SPECIALLY TREATED SEA-CORAL SUCCEEDS AS BONE GRAFT (Orthopedics This Week)
Sea coral is back and may be better than ever—as bone graft.
Of course, the problem for surgeons requiring bone graft material is well understood. Autograft (pieces of bone taken from other parts of the body and implanted where bones are injured) work but they cause pain in the places where the bone was removed. Artificial bone grafts made from calcium compounds are strong, have a porous structure that provides a scaffold for new bone cells to grow on but are slow to heal. Also, they do not completely dissolve in the body.
Zhidao Xia, Ph.D., of Swansea University, the United Kingdom, is conducting research on new materials for bone grafts. He notes, “When biomaterials do not biodegrade and remain in skeletal tissue, they may continuously cause problems in the host. In extreme conditions, it is possible that the different mechanical properties of the artificial bone graft may cause a re-fracture or become a source for bacterium growth in infection.”
This problem may have been overcome through the use of specially processed coralline hydroxyapatite (CHA), made from calcium carbonate found in sea coral shells . According to Ranjini Raghunath, writing for redOrbit.com, researchers have partially converted (CHA) and found that, with processing, it can degrade completely within 1-2 years. The incompletely-converted form is called CHACC. It retains CHA’s original porous structure as well as its compatibility with the human body.

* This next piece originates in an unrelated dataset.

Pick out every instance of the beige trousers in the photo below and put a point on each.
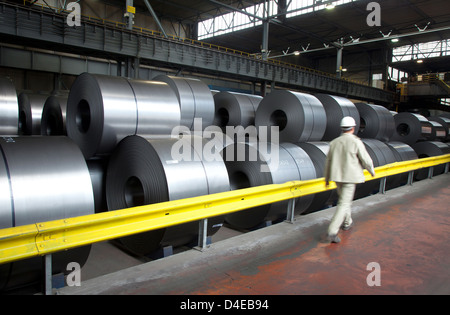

The researchers made CHACC from sea coral harvested in South China. The material has shown promising results in lab mice as well as in initial clinical trials. Xia published the results inBiomedical Materials.
In initial tests, Xia mixed CHACC with mesenchymal stem cells and implanted them in lab mice. In 10 weeks, new bone cells had formed on the CHACC’s surface.
Next, the researchers surgically implanted CHACC in 16 patients suffering from various bone defects and tested the growth of bone cells and CHACC’s durability. In 4 months, the bones started healing and within 2 years, most of the CHACC had dissolved.
“Our methods have considerably improved the outcome of bone grafts by using the partial conversion technique, in which the biodegradable composition from natural coral is reserved,” Xia stated.
The researchers explained in their paper that while CHACC bone grafts provide a strong-yet-soluble scaffold for new bones to grow, they still do not have the autografts’ innate ability to trigger bone growth on their own. Once this disadvantage is overcome, CHACC could provide a permanent bone graft alternative for the several million people worldwide who need transplants each year, they said.
“Our future work is to combine controlled growth factor delivery and stem cell technology in order to develop an even better solution for bone graft materials.” Xia told Raghunah.